Question

solve 3√x-3-2=16 (radical ends above 3)

a.x=6
b.x=9
c.x=39
d.none of the above

solve √2x+15=√5(radical ends on top of 15)
a.x=10
b.x=5
c.x=-5
d.None of the above

rationalize the denominator of √-36 / (2-3i)+ (3+2i)

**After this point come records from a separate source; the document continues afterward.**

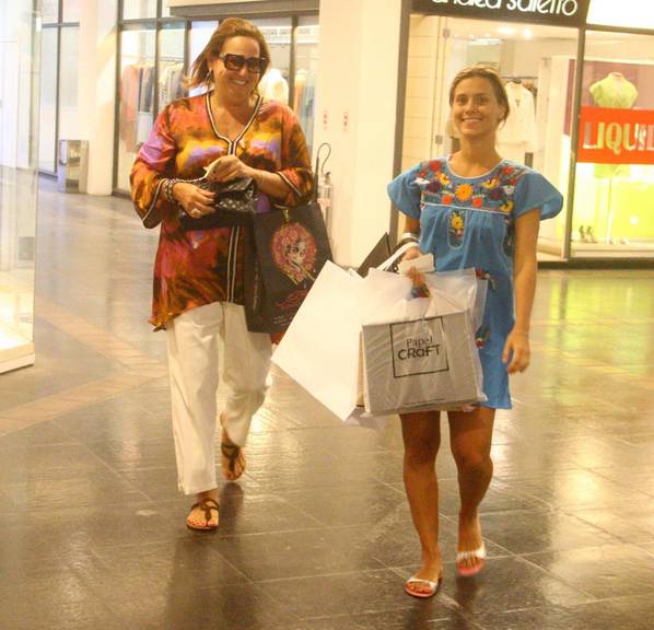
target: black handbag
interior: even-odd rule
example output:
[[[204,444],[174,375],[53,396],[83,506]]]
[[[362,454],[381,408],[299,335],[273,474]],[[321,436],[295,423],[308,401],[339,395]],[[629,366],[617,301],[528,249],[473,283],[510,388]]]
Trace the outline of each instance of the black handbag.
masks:
[[[253,332],[283,332],[331,260],[317,201],[257,214],[245,241],[245,315]]]
[[[241,177],[231,182],[212,182],[201,178],[192,183],[199,188],[215,194],[212,203],[214,210],[195,219],[180,208],[177,217],[183,230],[208,230],[253,224],[257,206],[257,186],[252,177]]]

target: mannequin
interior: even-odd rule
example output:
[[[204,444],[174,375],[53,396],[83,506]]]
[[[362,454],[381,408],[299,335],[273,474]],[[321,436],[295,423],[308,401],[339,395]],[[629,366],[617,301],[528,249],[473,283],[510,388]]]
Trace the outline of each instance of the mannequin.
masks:
[[[597,107],[630,109],[638,98],[638,90],[620,72],[609,72],[604,79],[589,88],[593,103]],[[626,164],[596,164],[595,177],[628,177]]]
[[[536,151],[536,107],[534,95],[519,79],[504,85],[509,96],[509,118],[498,132],[498,151],[502,158],[525,163],[525,153]]]

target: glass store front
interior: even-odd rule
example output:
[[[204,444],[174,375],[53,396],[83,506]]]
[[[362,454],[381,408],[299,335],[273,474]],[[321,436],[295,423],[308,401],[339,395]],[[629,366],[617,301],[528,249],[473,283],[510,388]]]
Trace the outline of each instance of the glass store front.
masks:
[[[120,3],[119,81],[116,173],[114,188],[129,190],[129,173],[157,113],[186,95],[184,78],[223,16],[233,8],[207,4],[178,7],[167,2],[122,0]],[[182,13],[180,13],[182,12]],[[259,86],[264,96],[287,103],[312,143],[317,70],[317,12],[242,15],[262,32],[272,56]],[[194,92],[194,94],[197,92]]]
[[[565,197],[564,211],[541,224],[539,259],[654,259],[647,11],[622,1],[616,25],[611,0],[413,0],[402,168],[456,150],[449,83],[467,66],[492,66],[512,106],[499,152],[541,172]],[[629,30],[635,22],[640,30]]]
[[[0,373],[34,363],[37,26],[32,0],[0,3]]]

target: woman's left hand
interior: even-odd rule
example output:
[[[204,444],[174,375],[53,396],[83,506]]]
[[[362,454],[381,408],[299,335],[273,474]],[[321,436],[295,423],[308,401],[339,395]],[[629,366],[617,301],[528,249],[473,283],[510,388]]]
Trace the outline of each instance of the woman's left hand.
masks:
[[[529,350],[529,335],[515,328],[506,337],[502,361],[509,374],[524,372],[529,366],[532,351]],[[511,362],[510,362],[511,361]]]
[[[254,177],[255,168],[247,166],[236,155],[223,155],[215,162],[211,173],[213,182],[231,182],[238,177]]]

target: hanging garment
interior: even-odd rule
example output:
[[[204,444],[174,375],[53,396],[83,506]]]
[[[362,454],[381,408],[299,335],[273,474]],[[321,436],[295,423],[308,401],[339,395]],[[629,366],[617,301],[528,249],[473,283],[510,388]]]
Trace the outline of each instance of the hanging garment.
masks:
[[[498,151],[503,158],[524,164],[525,153],[534,153],[538,145],[534,95],[513,81],[505,88],[509,117],[498,130]]]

I would really appreciate the help!

Answer 1

For the first question, add 2 to both sides, what do you get?

Answer 2

\[3\sqrt{x+5}=16\] i think

Answer 3

Left side is correct, right side is not correct. You haven't add 2 to the right side

Answer 4

so would it be 18 instead of = 16?

Answer 5

=18 instead of = 16 :)
Here you got
\(3\sqrt{x+5}=18\)
Now, divide both sides by 3

Answer 6

well the 18 will be 6 but I don't know how to go about dividing the radical

Answer 7

Wait.... Not right...
It should be \(3\sqrt{x+3}=18\)

Answer 8

Sorry I overlooked something...
Once again.
Add 2 to both sides
\[3\sqrt{x-3}-2=16\]\[3\sqrt{x-3}-2+2=16+2\]\[3\sqrt{x-3}=18\]Divide both sides by 3.\[\frac{3\sqrt{x-3}}{3}=\frac{18}{3}\]Simplify it. What do you get from here?

Answer 9

would it be \[\sqrt{x}-1=6\]

Answer 10

Nope. You need not deal with the things in the square root for the moment. Just deal with the coefficient of the square root.

Answer 11

And you cannot break the square root in that way..

Answer 12

so \[\sqrt{x-3}=6?\]

Answer 13

Yes. Square both sides now. What do you get?

Answer 14

what do you mean by square them? I'm sorry I'm clearly really bad at math.

Answer 15

My bad :(
Take square on both sides.
\[\sqrt{x-3} ^2=6^2 \]Can you simplify it?

Answer 16

so I think either \[\sqrt{x^2-9}=36\] or\[\sqrt{x-9}=36\]

Answer 17

Nope. Things in the square root won't change.
\[\sqrt{x-3}^2=6^2\]\[x-3=36\]
Since = \(\sqrt a ^2 = a\)

Answer 18

so x=39 right?

Answer 19

Yes.

Answer 20

Thank you so much you helped me so much! thanks for being patient!

Answer 21

Welcome. question 2!
\[\sqrt{2x+15}=\sqrt{5}\]
Take square on both sides, what do you get?

Answer 22

So \[\sqrt{2x+15}^2=\sqrt{5}^2\]

Answer 23

Yes, and then?!

Answer 24

that removes the radicals right? so we'd get 2x+15=5

Answer 25

Yes. Next, subtract 15 from both sides.

Answer 26

so 2x=-10 which equals x=-5
Am I correct?

Answer 27

I think it's correct! :)

Answer 28

YYYYYYAYYYYYY! Thank you!

Answer 29

Welcome! Last one
\[\frac{-36}{ (2-3i)+ (3+2i)}\] ^Is this the question?

Answer 30

Yes that's the question

Answer 31

Uh-oh, or is it\[\frac{\sqrt{-36}}{ (2-3i)+ (3+2i)}\]

Answer 32

sorry yes its the second one

Answer 33

\(\sqrt{-1} = i\)
\(\sqrt{-36} = 6i\)

So, we can get \[\frac{\sqrt{-36}}{ (2-3i)+ (3+2i)} = \frac{6i}{ (2-3i)+ (3+2i)} \]Got it so far?

Answer 34

yes I get it so far

Answer 35

Hold on.. simplify the denominator first, can you?

Answer 36

how would I do that??

Answer 37

(2-3i) + (3+2i)
= (2+3) + (2i-3i)
= ...?

Answer 38

so 5+ -i

Answer 39

5+ (-i) = 5-i
So, you get \[\frac{\sqrt{-36}}{ (2-3i)+ (3+2i)}\]\[ = \frac{6i}{ (2-3i)+ (3+2i)}\]\[ = \frac{6i}{5-i}\]Now multiply the fraction by a conjugate \( \frac{5+i}{5+i}\)
\[ = \frac{6i}{5-i} \times \frac{5+i}{5+i}\]\[ = \frac{6i(5+i)}{(5-i)(5+i)} \]Can you simplify it?

Answer 40

Oh okay I get it so would it be \[-6+30i \over 26\]

Answer 41

You can further simplify it :)

Answer 42

how??

Answer 43

They have the common factor of 2.

Answer 44

\[2(-3+15i) \over 2\times13\]

Answer 45

\[-3+15i \over 13\] right ??

Answer 46

Yup.

Answer 47

Thank you big time! I truly appreciate your help and your time. Thank you again!